Thank you kindly.
Thanks, Honourable Hearn, or should I call you Senator Hearn? I hope you had an opportunity to get the background check done, or is that the other Loyola? It's great to have you back among friends.
We do have some serious business. It was indeed your Conservative colleagues, former colleagues, who asked you here today. I think there's going to be some good value for us all, indeed.
I think it's fair to say that when you leave office, you leave office. It's not necessarily prudent or appropriate to drag those who have left public office back into the public limelight, but you were indeed asked here, so we'll take advantage of that.
Loyola, one of the things in the hearts and minds of people from Newfoundland and Labrador as they look back over the history of this issue, and your political career as well, is that you were a very strong critic of NAFO, especially in your opposition days. You were a very strong critic of the Government of Canada's handling of foreign overfishing. You said in your past career that NAFO was fundamentally broken, that it could never be fixed, and that Canada has to get out of NAFO, and you were a very passionate spokesperson for custodial management.
One of the things that's caught Newfoundlanders and Labradorians off guard is that in your tenure of office as fisheries minister you had labelled NAFO and foreign overfishing as just that, but before you left office as fisheries minister, you said that Canada actually had custodial management of the nose and the tail of the Grand Banks. In fact, the Conservative Party of Canada made that statement in its 2008 election platform. It is now the official policy of the Government of Canada that custodial management is not required to be achieved because we already have it.

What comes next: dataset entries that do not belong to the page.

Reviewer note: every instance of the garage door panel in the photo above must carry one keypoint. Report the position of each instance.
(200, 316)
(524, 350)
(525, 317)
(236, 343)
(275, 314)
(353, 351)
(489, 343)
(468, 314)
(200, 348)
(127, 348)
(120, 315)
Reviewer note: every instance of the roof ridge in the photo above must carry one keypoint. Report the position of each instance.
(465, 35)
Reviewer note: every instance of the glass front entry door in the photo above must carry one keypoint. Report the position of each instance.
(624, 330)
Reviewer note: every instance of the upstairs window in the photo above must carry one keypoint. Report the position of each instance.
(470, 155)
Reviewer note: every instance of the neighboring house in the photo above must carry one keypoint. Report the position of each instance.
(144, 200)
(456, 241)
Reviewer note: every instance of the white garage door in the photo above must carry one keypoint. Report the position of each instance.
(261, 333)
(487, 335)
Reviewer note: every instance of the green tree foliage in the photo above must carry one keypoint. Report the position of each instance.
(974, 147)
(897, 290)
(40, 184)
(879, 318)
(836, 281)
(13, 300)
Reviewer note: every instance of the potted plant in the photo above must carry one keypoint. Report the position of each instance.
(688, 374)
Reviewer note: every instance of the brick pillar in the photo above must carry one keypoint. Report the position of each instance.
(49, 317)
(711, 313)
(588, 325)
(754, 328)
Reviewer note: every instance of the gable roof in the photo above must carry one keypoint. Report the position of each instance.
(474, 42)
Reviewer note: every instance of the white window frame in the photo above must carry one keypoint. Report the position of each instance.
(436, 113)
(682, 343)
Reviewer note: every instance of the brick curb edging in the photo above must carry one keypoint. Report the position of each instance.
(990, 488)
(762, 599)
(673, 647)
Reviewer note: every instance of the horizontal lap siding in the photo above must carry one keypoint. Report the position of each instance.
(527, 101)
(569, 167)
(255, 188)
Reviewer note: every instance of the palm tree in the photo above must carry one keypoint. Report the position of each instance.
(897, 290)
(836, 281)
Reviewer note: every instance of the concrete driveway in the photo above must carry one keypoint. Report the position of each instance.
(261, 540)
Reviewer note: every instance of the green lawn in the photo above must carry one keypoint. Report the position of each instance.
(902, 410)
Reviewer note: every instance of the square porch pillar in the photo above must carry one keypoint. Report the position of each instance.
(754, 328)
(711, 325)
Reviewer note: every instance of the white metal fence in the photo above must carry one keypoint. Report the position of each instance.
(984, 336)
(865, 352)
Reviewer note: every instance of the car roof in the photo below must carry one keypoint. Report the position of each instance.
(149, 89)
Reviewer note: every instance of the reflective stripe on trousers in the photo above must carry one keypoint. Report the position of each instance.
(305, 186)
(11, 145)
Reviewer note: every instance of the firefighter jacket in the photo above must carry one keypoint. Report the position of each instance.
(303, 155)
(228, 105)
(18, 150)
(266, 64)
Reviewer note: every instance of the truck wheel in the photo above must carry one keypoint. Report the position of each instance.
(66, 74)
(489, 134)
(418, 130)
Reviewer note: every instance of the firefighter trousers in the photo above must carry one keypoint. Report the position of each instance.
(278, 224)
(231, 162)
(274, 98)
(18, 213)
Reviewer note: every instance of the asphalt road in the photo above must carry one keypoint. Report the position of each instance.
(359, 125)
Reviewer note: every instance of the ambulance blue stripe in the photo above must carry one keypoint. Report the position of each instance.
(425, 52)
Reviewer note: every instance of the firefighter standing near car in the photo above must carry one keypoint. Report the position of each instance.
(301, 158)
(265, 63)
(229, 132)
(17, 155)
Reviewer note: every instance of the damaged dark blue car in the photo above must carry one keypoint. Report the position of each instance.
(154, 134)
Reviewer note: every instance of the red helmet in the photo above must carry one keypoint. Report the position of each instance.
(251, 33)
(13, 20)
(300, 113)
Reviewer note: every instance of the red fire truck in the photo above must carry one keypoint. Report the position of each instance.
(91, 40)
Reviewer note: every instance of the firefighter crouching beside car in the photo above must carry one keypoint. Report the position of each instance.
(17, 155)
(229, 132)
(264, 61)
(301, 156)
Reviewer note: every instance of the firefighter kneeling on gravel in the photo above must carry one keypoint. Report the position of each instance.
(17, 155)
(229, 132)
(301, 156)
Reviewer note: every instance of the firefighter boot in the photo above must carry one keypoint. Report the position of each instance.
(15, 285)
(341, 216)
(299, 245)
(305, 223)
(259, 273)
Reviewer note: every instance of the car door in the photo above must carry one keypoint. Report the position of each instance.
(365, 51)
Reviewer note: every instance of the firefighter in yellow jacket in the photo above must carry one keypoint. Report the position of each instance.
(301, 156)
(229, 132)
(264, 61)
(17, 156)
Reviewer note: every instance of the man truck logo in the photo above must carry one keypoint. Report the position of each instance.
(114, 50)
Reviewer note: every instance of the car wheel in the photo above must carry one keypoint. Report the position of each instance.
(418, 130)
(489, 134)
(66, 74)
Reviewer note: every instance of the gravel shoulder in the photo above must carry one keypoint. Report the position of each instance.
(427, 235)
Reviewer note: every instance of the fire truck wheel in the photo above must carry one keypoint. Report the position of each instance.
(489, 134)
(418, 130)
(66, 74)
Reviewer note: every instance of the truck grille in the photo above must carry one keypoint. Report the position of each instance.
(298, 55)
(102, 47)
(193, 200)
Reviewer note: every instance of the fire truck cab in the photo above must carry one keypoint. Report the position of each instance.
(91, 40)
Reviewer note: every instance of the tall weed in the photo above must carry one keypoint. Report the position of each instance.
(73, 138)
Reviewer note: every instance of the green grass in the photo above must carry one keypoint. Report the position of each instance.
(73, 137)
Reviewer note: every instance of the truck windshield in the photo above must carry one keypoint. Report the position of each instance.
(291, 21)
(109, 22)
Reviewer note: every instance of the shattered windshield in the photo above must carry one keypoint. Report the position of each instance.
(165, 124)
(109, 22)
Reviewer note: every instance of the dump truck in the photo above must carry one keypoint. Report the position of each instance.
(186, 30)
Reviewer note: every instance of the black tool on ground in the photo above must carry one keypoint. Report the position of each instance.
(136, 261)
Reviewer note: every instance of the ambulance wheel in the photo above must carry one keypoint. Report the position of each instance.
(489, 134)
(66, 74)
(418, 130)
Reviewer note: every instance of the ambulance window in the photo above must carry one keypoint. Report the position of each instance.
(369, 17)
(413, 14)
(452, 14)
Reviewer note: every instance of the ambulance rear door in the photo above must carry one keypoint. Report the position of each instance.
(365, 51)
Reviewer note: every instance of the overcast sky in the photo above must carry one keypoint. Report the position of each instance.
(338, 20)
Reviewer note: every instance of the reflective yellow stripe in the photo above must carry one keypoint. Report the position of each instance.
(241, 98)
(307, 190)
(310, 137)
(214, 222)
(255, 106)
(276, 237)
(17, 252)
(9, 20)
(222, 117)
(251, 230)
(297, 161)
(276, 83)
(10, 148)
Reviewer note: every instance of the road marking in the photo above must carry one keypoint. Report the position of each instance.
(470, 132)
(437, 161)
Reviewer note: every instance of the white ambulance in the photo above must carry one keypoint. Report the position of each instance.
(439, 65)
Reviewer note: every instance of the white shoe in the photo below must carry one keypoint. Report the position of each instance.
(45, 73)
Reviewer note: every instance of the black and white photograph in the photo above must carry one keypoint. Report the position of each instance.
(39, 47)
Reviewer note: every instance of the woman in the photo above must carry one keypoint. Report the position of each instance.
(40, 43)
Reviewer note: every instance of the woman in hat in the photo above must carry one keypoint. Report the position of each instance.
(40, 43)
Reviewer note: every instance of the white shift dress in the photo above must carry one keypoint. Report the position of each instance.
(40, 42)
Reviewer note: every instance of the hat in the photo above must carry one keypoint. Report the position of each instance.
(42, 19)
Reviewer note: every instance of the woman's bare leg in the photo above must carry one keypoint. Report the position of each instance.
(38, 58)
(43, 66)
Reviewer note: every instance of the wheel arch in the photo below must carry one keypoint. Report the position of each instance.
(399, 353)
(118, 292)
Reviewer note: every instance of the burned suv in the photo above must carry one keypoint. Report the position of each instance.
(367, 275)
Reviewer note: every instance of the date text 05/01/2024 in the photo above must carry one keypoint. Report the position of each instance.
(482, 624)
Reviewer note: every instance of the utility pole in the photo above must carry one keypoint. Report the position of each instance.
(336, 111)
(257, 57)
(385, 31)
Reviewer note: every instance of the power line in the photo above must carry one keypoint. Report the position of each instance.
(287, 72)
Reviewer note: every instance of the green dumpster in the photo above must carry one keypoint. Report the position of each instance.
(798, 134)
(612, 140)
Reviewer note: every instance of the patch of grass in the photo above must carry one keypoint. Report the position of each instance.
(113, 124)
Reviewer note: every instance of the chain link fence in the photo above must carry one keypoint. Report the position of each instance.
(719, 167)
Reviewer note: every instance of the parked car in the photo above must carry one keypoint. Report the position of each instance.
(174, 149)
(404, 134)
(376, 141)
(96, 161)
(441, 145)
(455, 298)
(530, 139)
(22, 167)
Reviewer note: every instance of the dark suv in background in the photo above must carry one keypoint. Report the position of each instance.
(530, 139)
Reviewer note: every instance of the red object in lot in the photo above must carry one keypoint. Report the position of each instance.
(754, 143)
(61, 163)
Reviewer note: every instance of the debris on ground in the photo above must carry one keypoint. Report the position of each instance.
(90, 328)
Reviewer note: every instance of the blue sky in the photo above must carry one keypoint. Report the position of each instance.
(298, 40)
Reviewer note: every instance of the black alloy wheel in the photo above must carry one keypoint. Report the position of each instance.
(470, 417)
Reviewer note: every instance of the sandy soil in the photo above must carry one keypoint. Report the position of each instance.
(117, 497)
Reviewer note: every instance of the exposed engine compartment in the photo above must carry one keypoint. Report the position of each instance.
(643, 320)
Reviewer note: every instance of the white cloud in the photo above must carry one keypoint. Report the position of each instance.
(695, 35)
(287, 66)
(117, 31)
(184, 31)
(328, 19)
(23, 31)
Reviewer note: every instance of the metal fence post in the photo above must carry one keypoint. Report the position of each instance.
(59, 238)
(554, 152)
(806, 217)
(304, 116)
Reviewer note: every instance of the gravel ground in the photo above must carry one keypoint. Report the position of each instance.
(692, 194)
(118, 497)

Given the fact that there is nothing that has changed in NAFO—the convention has not changed at all, although there are amendments before NAFO and before Canada for revision to the convention—and you made these comments and the Government of Canada made this commitment that custodial management of the nose and the tail of the Grand Banks is policy and always has been, how does your past criticism of NAFO and of Canadian governments' handling of foreign overfishing mesh and jibe with the fact that you now believe we've always had custodial management? How can the two relate? It seems to me you were incorrect either now or then. Which is it?